Using the bottom-up method to realize non-recursive recursive sorting, the space complexity of O(1) can be achieved.

In merge sorting, each division is to obtain the smallest node unit of the linked list through the dichotomy method, and then obtain the sorting result through multiple rounds of merging;

Each round of merging has a fixed unit length, that is, step = 1, 2, 4, 8…;

Therefore, we can simulate this split-merge operation through an iterative method.

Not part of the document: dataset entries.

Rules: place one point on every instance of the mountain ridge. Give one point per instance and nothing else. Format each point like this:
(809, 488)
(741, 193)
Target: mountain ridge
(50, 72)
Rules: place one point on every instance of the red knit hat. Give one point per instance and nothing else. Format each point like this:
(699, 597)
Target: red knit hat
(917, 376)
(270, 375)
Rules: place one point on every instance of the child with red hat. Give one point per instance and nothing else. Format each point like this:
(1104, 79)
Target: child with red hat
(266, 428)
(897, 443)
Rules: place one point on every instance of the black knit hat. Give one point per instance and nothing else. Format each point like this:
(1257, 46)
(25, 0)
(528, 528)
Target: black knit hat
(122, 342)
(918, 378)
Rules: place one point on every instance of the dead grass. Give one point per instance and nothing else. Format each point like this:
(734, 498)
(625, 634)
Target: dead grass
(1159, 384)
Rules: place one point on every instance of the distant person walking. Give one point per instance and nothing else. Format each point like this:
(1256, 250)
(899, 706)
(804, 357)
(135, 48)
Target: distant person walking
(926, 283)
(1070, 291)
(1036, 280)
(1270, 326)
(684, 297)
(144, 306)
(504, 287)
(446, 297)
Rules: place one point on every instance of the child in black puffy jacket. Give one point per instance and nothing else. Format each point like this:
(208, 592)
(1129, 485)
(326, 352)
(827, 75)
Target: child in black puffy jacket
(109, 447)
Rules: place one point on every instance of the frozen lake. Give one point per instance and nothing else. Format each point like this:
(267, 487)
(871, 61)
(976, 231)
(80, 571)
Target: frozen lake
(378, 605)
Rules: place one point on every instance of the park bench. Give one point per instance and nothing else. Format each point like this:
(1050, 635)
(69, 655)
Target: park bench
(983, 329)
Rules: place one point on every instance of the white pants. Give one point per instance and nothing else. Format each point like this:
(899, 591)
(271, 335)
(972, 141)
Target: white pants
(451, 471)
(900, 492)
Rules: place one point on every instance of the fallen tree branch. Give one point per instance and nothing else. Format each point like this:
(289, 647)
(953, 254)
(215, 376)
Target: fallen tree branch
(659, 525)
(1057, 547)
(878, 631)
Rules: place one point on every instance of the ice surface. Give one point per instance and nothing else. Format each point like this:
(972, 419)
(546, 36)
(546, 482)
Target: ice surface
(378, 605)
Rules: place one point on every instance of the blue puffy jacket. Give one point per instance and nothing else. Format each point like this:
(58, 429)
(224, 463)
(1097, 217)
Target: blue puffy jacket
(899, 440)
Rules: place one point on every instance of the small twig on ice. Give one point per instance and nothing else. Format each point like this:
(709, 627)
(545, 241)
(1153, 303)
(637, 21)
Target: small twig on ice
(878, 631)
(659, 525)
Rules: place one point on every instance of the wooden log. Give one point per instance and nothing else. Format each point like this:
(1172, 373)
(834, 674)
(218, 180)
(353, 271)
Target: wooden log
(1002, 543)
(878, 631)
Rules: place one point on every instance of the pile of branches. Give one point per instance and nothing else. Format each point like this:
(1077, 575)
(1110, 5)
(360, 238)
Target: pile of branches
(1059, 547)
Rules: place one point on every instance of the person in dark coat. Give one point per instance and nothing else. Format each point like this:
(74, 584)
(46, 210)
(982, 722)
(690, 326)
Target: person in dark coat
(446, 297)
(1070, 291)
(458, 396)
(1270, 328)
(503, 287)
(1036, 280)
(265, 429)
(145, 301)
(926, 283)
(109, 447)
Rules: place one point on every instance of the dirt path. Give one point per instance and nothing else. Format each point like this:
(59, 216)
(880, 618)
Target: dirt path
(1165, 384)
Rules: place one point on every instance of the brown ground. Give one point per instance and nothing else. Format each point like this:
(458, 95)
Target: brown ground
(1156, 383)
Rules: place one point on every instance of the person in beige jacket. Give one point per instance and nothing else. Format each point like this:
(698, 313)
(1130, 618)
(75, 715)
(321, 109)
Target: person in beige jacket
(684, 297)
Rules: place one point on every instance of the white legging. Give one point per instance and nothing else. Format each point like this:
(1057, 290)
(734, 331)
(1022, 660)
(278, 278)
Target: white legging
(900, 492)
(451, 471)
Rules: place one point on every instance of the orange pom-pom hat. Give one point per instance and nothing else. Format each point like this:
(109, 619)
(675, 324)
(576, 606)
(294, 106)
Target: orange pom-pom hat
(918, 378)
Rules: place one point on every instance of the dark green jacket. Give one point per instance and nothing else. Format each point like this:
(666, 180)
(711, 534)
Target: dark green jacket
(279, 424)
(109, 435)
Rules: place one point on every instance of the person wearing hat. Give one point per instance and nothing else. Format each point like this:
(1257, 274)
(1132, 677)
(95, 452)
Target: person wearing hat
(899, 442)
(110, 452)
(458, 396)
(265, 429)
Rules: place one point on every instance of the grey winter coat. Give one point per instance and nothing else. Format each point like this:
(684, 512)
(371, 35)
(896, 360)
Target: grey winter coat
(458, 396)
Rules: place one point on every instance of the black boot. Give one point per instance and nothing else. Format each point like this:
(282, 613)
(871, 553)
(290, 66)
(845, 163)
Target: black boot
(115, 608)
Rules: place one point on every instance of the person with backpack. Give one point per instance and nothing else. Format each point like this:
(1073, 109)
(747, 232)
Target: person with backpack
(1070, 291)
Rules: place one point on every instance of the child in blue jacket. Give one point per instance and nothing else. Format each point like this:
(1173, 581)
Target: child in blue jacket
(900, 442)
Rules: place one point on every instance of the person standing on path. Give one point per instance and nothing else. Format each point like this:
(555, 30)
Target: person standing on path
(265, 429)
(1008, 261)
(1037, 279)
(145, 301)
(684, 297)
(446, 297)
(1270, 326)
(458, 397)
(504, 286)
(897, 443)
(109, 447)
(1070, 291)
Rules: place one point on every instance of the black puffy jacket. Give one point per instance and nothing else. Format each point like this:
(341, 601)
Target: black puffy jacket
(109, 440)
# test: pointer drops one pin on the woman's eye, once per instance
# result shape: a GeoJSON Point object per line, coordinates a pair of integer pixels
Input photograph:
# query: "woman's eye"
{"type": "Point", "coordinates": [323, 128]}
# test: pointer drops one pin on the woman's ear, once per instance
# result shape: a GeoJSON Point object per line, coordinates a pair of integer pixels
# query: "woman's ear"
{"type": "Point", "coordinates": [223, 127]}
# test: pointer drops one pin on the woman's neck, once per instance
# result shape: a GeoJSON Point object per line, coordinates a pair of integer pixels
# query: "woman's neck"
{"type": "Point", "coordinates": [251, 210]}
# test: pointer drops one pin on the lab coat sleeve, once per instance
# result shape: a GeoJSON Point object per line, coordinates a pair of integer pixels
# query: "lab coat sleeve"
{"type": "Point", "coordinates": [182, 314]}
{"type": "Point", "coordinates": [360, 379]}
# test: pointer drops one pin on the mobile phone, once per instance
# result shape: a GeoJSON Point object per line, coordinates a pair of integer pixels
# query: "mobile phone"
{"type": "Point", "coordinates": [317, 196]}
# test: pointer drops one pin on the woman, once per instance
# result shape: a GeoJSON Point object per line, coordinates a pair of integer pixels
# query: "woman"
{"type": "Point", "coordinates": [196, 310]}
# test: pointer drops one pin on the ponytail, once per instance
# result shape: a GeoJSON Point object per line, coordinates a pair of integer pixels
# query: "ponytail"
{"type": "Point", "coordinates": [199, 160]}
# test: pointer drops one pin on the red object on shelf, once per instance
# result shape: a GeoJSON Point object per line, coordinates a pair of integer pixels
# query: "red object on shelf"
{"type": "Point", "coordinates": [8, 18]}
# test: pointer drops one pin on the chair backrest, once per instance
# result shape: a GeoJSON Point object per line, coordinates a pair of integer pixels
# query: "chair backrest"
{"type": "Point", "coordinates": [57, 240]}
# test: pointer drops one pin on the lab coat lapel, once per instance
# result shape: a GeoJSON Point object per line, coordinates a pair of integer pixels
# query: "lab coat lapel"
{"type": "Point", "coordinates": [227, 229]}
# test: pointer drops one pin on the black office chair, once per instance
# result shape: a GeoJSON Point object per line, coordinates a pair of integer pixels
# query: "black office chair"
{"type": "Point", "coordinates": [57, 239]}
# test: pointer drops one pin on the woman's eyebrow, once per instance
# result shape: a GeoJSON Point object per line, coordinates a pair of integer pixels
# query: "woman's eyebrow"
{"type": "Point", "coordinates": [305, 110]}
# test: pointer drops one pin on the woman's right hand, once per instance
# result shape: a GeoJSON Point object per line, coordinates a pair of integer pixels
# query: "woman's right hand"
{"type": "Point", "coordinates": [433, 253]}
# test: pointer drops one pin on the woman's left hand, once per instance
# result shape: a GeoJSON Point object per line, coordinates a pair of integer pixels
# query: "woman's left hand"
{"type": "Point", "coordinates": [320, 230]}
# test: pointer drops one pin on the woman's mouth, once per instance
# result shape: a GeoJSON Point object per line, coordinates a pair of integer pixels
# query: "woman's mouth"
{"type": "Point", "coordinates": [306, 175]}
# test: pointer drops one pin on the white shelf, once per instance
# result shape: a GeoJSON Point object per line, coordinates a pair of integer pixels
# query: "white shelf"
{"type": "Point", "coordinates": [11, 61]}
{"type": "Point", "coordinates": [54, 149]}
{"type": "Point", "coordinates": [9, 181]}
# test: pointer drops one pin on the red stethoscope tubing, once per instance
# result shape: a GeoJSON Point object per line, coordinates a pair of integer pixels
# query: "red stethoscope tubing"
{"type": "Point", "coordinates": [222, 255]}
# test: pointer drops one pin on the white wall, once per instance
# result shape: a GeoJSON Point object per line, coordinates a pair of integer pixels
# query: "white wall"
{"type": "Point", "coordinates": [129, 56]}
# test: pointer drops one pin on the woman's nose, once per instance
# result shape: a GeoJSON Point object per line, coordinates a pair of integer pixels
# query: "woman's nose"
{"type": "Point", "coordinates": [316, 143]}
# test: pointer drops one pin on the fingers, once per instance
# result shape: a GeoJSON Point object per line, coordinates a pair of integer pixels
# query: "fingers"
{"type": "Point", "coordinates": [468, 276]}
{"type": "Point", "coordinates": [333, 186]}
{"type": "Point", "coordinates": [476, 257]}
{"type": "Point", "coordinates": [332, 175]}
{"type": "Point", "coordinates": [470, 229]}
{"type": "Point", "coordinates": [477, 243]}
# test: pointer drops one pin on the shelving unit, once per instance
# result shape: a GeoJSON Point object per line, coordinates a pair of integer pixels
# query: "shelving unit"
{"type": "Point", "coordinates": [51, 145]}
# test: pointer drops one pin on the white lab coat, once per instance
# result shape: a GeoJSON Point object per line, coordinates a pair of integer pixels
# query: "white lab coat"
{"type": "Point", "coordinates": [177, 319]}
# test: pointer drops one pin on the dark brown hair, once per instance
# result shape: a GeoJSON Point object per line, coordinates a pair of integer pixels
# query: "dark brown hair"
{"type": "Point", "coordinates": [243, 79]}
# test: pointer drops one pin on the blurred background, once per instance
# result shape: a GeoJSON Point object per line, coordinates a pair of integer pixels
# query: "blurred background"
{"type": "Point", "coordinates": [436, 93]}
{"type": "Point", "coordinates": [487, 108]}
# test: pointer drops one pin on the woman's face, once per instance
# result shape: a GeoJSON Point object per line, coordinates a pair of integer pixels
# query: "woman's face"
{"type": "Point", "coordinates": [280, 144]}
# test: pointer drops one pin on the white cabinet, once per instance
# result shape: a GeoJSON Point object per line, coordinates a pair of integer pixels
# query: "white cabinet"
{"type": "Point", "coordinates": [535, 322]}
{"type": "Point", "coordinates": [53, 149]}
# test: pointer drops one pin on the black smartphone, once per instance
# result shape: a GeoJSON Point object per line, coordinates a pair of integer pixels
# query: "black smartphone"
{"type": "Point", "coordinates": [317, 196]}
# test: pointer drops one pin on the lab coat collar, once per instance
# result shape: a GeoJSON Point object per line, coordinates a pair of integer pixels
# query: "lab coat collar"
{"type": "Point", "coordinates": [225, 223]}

The main idea is: 1 - Count the length
of the linked list n; 2 - The length of the sub-linked list step increases exponentially from 1, not greater than n; 3 - Split the left linked list with a length of step, and return the head node of the right linked list, and continue to divide , to get the head node of the next merge; 4- Merge the left and right linked lists, and connect to the last merged linked list, and finally complete the sorting after multiple rounds of merging.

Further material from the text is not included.